New Jersey Governor, and current chair of the National Governors Association, Phil Murphy signed an executive order prioritizing experience and skills over four-year degrees for certain state employment opportunities. “Every American should have the ability to attain a good job with growth opportunities and secure their place in the middle class, regardless of whether or not they have a college degree,” said Governor Murphy. “Employment qualifications for good-paying jobs in our state workforce should not exclude individuals with qualifying experience, unique skillsets, and diverse backgrounds…we open the door to that opportunity for applicants across our state, and urge other states, as well as private sector employers, to remove barriers to opportunity.”
The recent executive order issued by South Dakota Governor Kristi Noem requiring state agencies to accept work and life experiences in lieu of a postsecondary degree during the hiring process exemplifies the growing trend among governors toward skills-based hiring. “I took classes for many years, but I did not graduate with my bachelor’s degree until I was already a member of Congress,” said Governor Noem. “Not having a postsecondary degree didn’t hold me back, so I hope that qualified, dedicated South Dakotans can have those same opportunities.”
The signing of an executive order issued by Ohio Governor Mike DeWine in May, builds upon Ohio’s current policies focused on skills-based hiring practices. “The State of Ohio has been at the forefront of recognizing the importance of hiring a diverse workforce based upon the skills they bring to an employer,” said Ohio Governor Mike DeWine. “Today’s Executive Order furthers Ohio’s nationwide-leading work with unique initiatives to further our efforts to recruit the best talent regardless of academic degree.” This executive order outlines plans for a comprehensive review of public sector job classifications to remove unnecessary barriers and a connection to industry-focused career and technical education pathways as a recruitment pipeline.
With the increasing recognition of its potential benefits, many Governors are clearly considering skills-based hiring state policies to support wider workforce and economic development goals in their states.
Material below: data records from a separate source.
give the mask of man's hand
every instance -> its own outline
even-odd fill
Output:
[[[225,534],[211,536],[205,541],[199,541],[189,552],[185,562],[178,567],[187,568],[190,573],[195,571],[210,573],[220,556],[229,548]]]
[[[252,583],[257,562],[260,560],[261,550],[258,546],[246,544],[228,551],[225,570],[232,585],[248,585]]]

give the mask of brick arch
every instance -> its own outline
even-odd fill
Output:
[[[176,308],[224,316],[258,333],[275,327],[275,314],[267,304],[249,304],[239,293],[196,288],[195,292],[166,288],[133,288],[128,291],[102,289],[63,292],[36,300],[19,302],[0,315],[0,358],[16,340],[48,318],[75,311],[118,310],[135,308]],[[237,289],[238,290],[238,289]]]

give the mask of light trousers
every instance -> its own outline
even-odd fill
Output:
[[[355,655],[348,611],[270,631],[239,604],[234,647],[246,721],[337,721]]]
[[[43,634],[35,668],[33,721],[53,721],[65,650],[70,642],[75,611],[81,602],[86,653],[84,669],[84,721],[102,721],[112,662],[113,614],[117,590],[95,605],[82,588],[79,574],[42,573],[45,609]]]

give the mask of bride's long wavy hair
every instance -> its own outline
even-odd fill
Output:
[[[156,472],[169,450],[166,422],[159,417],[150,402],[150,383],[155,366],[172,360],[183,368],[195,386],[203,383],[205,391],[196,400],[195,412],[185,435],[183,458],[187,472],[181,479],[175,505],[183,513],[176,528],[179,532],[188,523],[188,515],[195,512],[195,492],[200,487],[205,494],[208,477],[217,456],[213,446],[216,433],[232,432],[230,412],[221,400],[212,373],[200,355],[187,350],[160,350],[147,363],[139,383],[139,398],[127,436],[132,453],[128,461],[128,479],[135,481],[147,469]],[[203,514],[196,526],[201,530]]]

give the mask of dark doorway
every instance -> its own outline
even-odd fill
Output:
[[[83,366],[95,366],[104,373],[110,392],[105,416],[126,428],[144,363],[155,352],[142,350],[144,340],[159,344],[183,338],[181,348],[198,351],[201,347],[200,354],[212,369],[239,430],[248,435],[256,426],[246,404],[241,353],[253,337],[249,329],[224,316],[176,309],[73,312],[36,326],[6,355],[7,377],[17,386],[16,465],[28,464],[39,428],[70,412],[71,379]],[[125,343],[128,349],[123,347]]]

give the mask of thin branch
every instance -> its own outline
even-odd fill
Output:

These efforts have also likely been driven, at least in part, due to a wider recognition that traditional forms of hiring—that often rely on degrees and other familiar credentials—can inadvertently lead and reinforce inequities in the economy and diminish economic dynamism. As Governors and states continue to seek out ways to increase economic opportunity, these initiatives may only be the beginning of a wider trend amongst states seeking to reimagine talent development.
In response to these moves by governors, the NGA Center for Best Practices has developed a project focused on skills-driven pathways. This initiative is supporting a cohort of states in planning skills-focused credential pathways and connecting this through skills-based hiring efforts. The project, Skills-Driven States, is also examining the ways in which technology and state data strategy can drive innovation and can put states on the cutting edge of skills-based practices. Gubernatorial leadership on this issue brings states to the table as an employer and provides the opportunity for public sector hiring practices to be a national blueprint for inclusion and innovation in response to workforce shortages.